Key Words: atrophy • skeletal muscle • weaning

Controlled mechanical ventilation (MV) provides life support for patients who are unable to maintain adequate alveolar ventilation. However, unloading the diaphragm via MV for extended periods (i.e., 3 days or more) leads to weaning difficulties in as many as 20% of patients (1). Although the causes responsible for weaning difficulties continue to be investigated, respiratory muscle weakness is a key potential mechanism (2, 3). Indeed, patients exposed to prolonged MV have severely weakened diaphragms (4). Further, we and others have observed diaphragmatic atrophy (5–9) and contractile dysfunction (6–11) in experimental animals exposed to prolonged MV.

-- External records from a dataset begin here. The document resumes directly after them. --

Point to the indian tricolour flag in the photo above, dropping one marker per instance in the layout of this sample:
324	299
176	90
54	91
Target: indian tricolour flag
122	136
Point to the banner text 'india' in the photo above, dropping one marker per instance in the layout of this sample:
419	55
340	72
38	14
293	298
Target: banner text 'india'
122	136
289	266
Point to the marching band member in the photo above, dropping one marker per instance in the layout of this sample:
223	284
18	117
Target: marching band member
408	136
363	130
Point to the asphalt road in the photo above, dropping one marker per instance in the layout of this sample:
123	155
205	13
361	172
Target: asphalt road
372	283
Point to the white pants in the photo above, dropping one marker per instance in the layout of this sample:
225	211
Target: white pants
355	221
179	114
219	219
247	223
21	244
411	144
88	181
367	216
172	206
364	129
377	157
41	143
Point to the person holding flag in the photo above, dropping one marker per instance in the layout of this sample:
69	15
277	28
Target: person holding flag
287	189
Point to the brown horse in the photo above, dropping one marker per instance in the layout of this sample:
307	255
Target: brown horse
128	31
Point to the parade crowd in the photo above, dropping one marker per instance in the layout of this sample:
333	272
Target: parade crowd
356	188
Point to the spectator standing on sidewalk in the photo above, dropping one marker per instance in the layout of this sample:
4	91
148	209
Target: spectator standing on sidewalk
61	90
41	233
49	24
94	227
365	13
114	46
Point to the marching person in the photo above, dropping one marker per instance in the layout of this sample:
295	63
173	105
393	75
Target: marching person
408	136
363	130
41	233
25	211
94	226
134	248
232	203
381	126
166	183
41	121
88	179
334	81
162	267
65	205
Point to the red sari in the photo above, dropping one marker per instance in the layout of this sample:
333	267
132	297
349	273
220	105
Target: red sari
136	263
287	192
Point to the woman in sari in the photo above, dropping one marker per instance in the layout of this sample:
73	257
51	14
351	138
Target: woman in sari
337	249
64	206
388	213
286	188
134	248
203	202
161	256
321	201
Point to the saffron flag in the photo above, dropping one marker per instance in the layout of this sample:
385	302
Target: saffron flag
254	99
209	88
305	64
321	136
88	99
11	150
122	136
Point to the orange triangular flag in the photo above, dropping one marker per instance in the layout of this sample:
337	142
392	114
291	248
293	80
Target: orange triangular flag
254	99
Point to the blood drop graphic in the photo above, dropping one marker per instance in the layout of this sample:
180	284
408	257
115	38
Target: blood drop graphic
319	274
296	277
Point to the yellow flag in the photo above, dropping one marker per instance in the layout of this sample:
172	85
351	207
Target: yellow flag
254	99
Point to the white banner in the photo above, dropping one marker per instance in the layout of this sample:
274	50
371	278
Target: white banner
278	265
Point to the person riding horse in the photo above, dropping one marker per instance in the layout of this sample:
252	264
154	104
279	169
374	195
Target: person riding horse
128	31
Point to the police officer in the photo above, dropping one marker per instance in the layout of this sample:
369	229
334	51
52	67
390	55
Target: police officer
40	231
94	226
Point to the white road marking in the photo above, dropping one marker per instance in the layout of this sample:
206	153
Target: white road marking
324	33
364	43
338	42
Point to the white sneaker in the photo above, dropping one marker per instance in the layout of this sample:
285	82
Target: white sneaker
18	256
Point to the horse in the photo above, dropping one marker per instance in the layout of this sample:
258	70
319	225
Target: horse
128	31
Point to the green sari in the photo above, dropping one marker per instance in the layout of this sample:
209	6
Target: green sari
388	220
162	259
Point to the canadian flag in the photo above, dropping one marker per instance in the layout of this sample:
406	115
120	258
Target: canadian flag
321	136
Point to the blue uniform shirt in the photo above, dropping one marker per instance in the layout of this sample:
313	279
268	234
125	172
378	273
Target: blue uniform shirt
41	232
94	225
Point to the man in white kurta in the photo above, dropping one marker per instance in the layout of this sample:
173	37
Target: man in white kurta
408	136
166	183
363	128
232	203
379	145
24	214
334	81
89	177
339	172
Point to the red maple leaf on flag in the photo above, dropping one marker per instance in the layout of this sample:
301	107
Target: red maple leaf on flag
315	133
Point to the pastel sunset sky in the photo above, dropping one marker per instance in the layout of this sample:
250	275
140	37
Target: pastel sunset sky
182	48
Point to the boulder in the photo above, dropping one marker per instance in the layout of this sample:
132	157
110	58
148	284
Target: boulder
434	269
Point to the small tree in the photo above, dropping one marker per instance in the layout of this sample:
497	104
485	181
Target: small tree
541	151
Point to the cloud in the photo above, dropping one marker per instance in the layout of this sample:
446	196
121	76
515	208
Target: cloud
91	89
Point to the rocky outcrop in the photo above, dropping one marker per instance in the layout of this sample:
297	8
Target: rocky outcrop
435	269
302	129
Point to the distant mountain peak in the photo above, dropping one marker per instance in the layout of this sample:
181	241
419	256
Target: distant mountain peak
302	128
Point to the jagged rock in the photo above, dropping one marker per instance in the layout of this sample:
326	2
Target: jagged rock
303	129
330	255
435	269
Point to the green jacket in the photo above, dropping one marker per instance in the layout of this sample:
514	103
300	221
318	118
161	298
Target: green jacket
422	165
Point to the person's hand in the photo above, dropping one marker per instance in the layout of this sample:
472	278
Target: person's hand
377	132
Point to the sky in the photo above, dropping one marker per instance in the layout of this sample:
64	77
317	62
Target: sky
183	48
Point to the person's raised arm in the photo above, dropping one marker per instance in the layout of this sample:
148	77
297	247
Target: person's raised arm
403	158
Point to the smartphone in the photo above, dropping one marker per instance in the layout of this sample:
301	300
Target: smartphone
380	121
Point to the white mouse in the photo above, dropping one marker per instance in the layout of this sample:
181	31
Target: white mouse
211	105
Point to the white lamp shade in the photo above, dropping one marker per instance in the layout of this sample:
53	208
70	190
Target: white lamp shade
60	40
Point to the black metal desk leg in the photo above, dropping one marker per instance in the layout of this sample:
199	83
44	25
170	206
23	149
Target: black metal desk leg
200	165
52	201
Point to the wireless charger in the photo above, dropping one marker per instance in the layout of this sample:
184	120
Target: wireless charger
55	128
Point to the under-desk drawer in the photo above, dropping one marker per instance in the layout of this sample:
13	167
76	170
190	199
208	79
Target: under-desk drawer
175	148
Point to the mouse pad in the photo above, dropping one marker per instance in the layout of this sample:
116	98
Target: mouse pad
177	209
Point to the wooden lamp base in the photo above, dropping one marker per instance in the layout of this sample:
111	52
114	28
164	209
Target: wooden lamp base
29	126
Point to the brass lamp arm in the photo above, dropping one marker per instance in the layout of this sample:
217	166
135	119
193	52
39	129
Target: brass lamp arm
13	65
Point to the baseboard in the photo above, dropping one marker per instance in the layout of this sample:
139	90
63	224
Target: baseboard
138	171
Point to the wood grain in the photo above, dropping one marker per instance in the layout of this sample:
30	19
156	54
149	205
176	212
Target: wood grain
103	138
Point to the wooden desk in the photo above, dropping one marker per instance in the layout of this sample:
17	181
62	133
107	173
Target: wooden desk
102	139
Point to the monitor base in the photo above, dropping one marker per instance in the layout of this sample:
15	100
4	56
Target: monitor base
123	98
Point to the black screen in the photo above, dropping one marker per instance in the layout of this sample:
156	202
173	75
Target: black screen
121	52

Similar to other skeletal muscles, the mammalian diaphragm is malleable and rapidly adapts to the demands placed on it. Skeletal muscle adapts to inactivity by incurring a net loss of muscle protein (i.e., atrophy). Muscle atrophy results in a decrease in fiber cross-sectional area, which is functionally important because force generation is directly related to fiber cross-sectional area (12). In theory, MV-induced diaphragmatic atrophy can occur as a result of a decrease in protein synthesis and/or an increase in the rate of protein degradation. In this regard, we have demonstrated that MV-induced diaphragmatic atrophy is associated with an increased rate of protein degradation and a decrease in fiber cross-sectional area after 18 hours of MV (5). In contrast, it is currently unknown whether prolonged MV results in a decrease in the rate of diaphragmatic protein synthesis; this forms the basis for the current experiment.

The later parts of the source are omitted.